Recibo de compra e venda pode servir como justo título para usucapião, decide STJ
Decisão reforça entendimento sobre posse qualificada e segurança jurídica em disputas imobiliárias.
Por: Redação


A Terceira Turma do Superior Tribunal de Justiça (STJ) consolidou um entendimento relevante para o direito imobiliário brasileiro ao reconhecer que um recibo de compra e venda de imóvel pode ser considerado justo título para fins de usucapião ordinária.
A decisão amplia a compreensão sobre os elementos necessários para comprovação da posse qualificada e reforça a proteção jurídica de situações consolidadas ao longo do tempo, especialmente em negociações imobiliárias informais, muito comuns no Brasil.
O entendimento possui impacto direto sobre disputas possessórias, regularização imobiliária e processos de reconhecimento de propriedade.
O que é usucapião ordinária?
A usucapião ordinária é uma modalidade de aquisição da propriedade baseada na posse contínua, pacífica e com intenção de dono, desde que preenchidos determinados requisitos legais.
De forma geral, o Código Civil exige:
posse contínua e sem oposição;
prazo legal de exercício da posse;
boa-fé;
existência de justo título.
Tradicionalmente, o “justo título” é compreendido como um documento que demonstre a intenção legítima de transferência da propriedade, ainda que não tenha sido formalizado de maneira definitiva no registro imobiliário.
É justamente nesse ponto que a recente decisão do STJ ganha relevância.
O que decidiu o STJ?
No caso analisado, a Corte entendeu que o recibo particular de compra e venda do imóvel é suficiente para caracterizar o justo título exigido pela usucapião ordinária.

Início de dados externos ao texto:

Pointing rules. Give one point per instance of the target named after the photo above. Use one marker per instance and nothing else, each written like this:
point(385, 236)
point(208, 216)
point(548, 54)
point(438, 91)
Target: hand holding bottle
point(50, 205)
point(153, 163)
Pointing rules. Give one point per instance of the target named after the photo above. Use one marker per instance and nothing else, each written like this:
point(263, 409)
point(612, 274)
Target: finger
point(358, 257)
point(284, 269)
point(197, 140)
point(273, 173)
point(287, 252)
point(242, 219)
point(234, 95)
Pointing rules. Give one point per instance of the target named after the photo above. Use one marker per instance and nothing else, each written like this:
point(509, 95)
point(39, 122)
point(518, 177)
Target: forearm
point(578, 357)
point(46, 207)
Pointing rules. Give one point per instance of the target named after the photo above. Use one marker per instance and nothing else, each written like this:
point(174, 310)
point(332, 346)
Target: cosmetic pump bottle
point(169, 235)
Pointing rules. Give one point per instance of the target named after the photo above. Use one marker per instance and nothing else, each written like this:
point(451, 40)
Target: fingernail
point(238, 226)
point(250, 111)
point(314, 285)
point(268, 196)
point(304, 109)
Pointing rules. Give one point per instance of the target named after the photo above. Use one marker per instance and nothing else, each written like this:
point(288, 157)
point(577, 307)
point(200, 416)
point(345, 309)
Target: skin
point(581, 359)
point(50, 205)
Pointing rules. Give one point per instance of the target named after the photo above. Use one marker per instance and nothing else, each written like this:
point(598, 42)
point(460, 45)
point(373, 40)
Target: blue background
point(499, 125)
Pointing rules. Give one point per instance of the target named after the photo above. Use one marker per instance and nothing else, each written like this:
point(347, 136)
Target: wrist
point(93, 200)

Segundo o entendimento firmado, o documento demonstra a existência de uma relação jurídica válida entre as partes e evidencia a intenção legítima de aquisição do imóvel, mesmo sem escritura pública ou registro em cartório.

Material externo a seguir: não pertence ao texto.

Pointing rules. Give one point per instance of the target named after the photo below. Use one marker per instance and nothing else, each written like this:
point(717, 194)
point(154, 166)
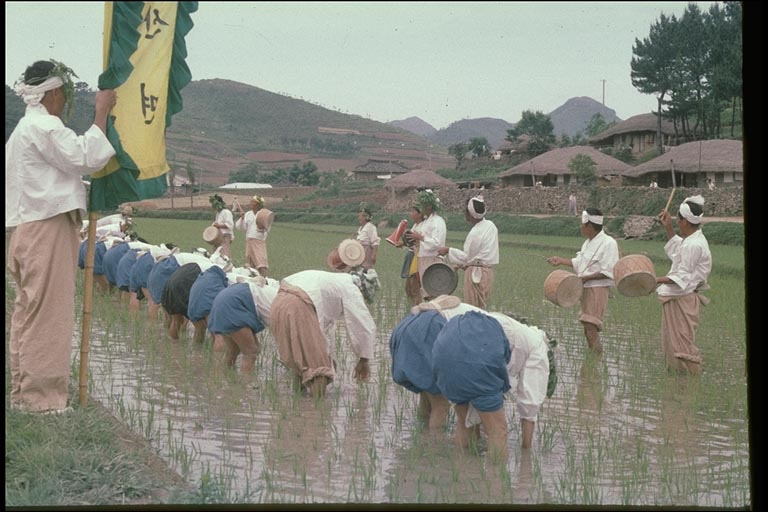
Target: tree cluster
point(693, 66)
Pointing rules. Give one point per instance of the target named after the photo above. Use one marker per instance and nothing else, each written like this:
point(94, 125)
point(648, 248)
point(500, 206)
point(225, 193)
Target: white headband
point(471, 207)
point(32, 94)
point(595, 219)
point(685, 210)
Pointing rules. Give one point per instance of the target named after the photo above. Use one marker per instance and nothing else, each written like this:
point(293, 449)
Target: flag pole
point(90, 258)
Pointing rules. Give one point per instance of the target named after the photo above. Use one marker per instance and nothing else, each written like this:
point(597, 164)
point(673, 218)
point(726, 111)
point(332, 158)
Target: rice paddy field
point(619, 430)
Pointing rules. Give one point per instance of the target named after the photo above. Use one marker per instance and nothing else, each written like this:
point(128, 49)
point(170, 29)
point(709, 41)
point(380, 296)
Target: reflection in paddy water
point(619, 429)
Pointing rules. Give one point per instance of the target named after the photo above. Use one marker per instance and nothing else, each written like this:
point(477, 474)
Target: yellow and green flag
point(144, 61)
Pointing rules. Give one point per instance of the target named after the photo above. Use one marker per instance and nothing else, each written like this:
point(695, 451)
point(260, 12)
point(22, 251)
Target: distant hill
point(225, 125)
point(495, 130)
point(573, 116)
point(415, 125)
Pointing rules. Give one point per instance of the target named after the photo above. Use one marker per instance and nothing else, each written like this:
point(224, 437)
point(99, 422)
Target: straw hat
point(349, 254)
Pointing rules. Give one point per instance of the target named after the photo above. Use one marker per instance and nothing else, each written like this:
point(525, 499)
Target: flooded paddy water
point(619, 429)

Na prática, o STJ reconheceu que a ausência de formalização registral não afasta, por si só, a legitimidade da posse exercida de boa-fé pelo comprador.
A decisão acompanha uma tendência jurisprudencial de valorização da realidade fática consolidada ao longo do tempo, sobretudo quando presentes elementos que demonstram posse mansa, pacífica e duradoura.

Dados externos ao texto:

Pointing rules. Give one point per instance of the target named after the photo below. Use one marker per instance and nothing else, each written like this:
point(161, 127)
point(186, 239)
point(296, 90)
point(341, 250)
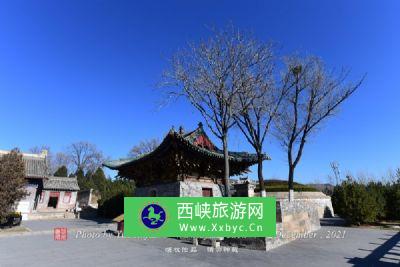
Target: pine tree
point(12, 181)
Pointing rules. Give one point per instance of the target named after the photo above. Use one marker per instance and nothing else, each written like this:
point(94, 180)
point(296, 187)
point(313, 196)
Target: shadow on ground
point(90, 214)
point(386, 254)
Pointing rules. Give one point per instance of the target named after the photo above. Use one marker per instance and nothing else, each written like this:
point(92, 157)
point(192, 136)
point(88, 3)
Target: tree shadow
point(333, 221)
point(381, 255)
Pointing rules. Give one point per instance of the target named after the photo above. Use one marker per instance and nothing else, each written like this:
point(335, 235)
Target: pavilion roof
point(196, 141)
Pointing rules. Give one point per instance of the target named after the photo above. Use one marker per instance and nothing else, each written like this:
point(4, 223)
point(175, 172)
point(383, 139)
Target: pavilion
point(184, 164)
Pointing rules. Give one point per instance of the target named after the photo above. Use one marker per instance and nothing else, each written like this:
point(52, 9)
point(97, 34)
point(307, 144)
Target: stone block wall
point(319, 200)
point(179, 189)
point(194, 188)
point(160, 190)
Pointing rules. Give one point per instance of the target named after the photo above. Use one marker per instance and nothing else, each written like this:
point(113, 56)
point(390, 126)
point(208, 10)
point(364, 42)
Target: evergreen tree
point(12, 181)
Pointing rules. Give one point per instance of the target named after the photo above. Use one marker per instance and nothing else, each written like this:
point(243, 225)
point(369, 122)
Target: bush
point(12, 181)
point(352, 201)
point(367, 203)
point(393, 201)
point(111, 203)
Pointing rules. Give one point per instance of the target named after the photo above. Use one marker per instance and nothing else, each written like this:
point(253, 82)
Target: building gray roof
point(61, 183)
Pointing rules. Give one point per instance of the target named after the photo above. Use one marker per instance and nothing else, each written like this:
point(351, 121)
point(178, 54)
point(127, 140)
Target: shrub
point(352, 201)
point(12, 181)
point(111, 203)
point(393, 201)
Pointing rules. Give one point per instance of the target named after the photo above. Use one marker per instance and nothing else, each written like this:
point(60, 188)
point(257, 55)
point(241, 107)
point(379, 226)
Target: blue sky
point(86, 70)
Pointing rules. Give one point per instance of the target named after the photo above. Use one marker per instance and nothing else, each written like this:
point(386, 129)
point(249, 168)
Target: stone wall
point(187, 188)
point(299, 219)
point(194, 188)
point(63, 203)
point(321, 201)
point(160, 190)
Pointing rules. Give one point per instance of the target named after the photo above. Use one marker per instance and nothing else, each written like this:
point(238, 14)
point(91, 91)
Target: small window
point(67, 197)
point(207, 192)
point(153, 193)
point(41, 198)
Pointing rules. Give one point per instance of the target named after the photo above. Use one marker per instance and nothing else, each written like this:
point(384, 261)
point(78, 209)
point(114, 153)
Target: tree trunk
point(290, 182)
point(260, 174)
point(226, 163)
point(290, 178)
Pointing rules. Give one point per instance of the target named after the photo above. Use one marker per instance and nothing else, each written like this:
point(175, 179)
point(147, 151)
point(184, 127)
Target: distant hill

Qual o impacto prático dessa decisão?
O entendimento possui relevância significativa para milhares de situações imobiliárias existentes no país.
É comum que imóveis sejam negociados apenas mediante contratos particulares, recibos ou instrumentos sem registro formal, especialmente em:
imóveis antigos;
loteamentos irregulares;
negociações familiares;
áreas urbanas em processo de regularização;
operações realizadas sem assessoria jurídica adequada.
Com a decisão, o STJ fortalece a possibilidade de regularização patrimonial por meio da usucapião, desde que estejam presentes os demais requisitos legais.
Contudo, a decisão não significa que qualquer recibo garante automaticamente o reconhecimento da propriedade.
Cada caso continua dependendo de análise individualizada do Poder Judiciário, incluindo provas da posse, boa-fé, continuidade e ausência de oposição.
Segurança jurídica e prevenção de riscos
Embora o entendimento represente um avanço importante para situações consolidadas, ele também reforça a necessidade de cautela em operações imobiliárias.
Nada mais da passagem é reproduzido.